Cambodia slides into despotism
In one of the last editions of the Cambodia Daily newspaper, the headline ran as follows: “Descent into outright dictatorship”. It ran above a picture of Cambodia’s main opposition leader being arrested in a midnight raid.
The independent English-language newspaper, which began publishing in 1993, was shut down last week by the prime minister, Hun Sen, in response to its reporting on his regime’s assault on the rights and freedoms of Cambodians.
With the arrest of opposition leader Kem Sokha, Hun Sen has stepped up repression, exposing his insecurity ahead of a general election scheduled for July 2018 that threatens to end his three decades in power.
He has ordered his citizens to refer to him as “glorious supreme prime minister and powerful commander”, vowed to stay in office for “not less than 10 more years” and openly threatened a return to civil war if his party did not win the election “at all stages”. Coming from a former commander in the Khmer Rouge, which instigated a genocide in the 1970s in which millions died, these are not idle threats.
For decades, Hun Sen’s autocratic tendencies have been constrained by his country’s reliance on western aid, which is usually tied to good governance and democracy benchmarks.

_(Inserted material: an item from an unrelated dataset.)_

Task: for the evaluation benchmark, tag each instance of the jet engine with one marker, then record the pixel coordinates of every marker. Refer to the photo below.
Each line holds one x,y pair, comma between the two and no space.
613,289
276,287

But billions of dollars in state-driven investment from China in recent years have allowed him to indulge his true political inclinations.
Hun Sen’s vow to fight against “puppets of foreigners” is laughable given his reliance on Beijing — and Cambodia’s de facto position as a client state of China. Tellingly, amid the international condemnation that followed last week’s crackdown, the only country to express support for Hun Sen’s “effort to uphold national security and stability” was China. London, September 8.